Federal courts to the rescue on bad appliance regulations?

Photo Credit: Getty

The US Supreme Court recently heard a case that could impact how much deference judges give to regulatory agencies. To be certain, any relief from the so-called Chevron doctrine and its high level of deference would be welcomed. But even before the Supreme Court decision is out, some federal judges are already tiring of being handed a junk analysis from regulators and expected to rubber stamp it. That certainly seems to be the case with three successful legal challenges to bad appliance regulations.

Most recently, in Louisiana v. US Department of Energy, the US Court of the Appeals for the Fifth Circuit invalidated a Biden Department of Energy (DOE) final rule on dishwashers. The issue dates back to 2018 when the Competitive Enterprise Institute (CEI) petitioned DOE to address the fact that its existing energy and water efficiency standard for dishwashers increased the time it takes to complete a load of dishes from around an hour to two or more. In 2020, the Trump administration DOE granted the petition, which would have eventually led to a new standard achievable by models that can finish a load in an hour or less. Unfortunately, in 2021 the Biden DOE came in an shut down the process of bringing back faster dishwashers. The legal challenge, brought by 12 state attorneys general and for which CEI co-authored an amicus brief, focused on this Biden administration action.

The decision reads as if the judges all hate their dishwashers. The court was completely unconvinced of the agency’s rationale for dodging the problems with its current dishwasher standard, even going so far as to say that it “borders on the frivolous.” Among other things, the court noted that the existing standard leads to more “energy-and-water-wasting rewashing, prewashing, and handwashing,” thus undercutting the ostensible purpose of the regulation. It also made the point that DOE only has the authority to target energy use in dishwashers, but not water use.

The court remanded the issue back to DOE. The agency must either restart the process of promulgating a rule allowing one-hour dishwashers or at least come up with a more convincing rationale for not doing so.

Another federal court was equally unimpressed with DOE’s reasoning behind a new DOE energy efficiency regulation for commercial boilers – twice in fact. The US Court of Appeals for the District of Columbia initially remanded the rule back to the agency. Rather than genuinely address any problems identified by the court, DOE finalized the same standard while merely doing a little window dressing to its analysis. When challenged again in court in American Public Gas Assn. v. U.S. Department of Energy, the judges were just as unconvinced with the agency’s second line of reasoning, and invalidated the rule.

The agency analysis assumes that building owners randomly choose boilers rather than select the one suited to their individual needs. Doing so allows DOE to claim significantly greater benefits from the standard by claiming that it helps protect building owners from their uninformed choices. But the court didn’t buy this nonsense, both the first time as well as the second.

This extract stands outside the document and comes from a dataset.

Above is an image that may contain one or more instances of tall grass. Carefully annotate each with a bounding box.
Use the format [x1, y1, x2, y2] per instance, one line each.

Finally, in California Restaurant Assn. v. City of Berkeley,  the US Court of Appeals for the 9th Circuit struck down the city of Berkeley California’s ban on natural gas hookups in new construction. The case centered around the Energy Policy and Conservation Act of 1975 (EPCA), the same federal statute under which DOE sets the appliance standards discussed previously. EPCA preempts state and local governments from setting their own standards concerning energy efficiency or energy use of appliances. The restaurant owners argued, quite logically, that banning natural gas hookups would effectively ban natural gas stoves, furnaces, and water heaters, and thus violates the preemption provisions in EPCA.  Berkeley, along with the Biden Administration which filed a brief in Berkeley’s favor, claimed that EPCA preemption applies narrowly to the direct regulation of appliances and not the infrastructure needed to supply them. Luckily, the court was having none of it, holding that “Berkeley can’t bypass preemption by banning natural gas piping within buildings rather than banning natural gas products themselves.”

Granted, it would be very helpful if the Supreme Court threw Chevron deference onto the scrapheap of legal history. But it is also good news that a number of federal judges are willing to take a commonsense look at these weak agency justifications for appliance regulations and, on their own, refuse to go along with them.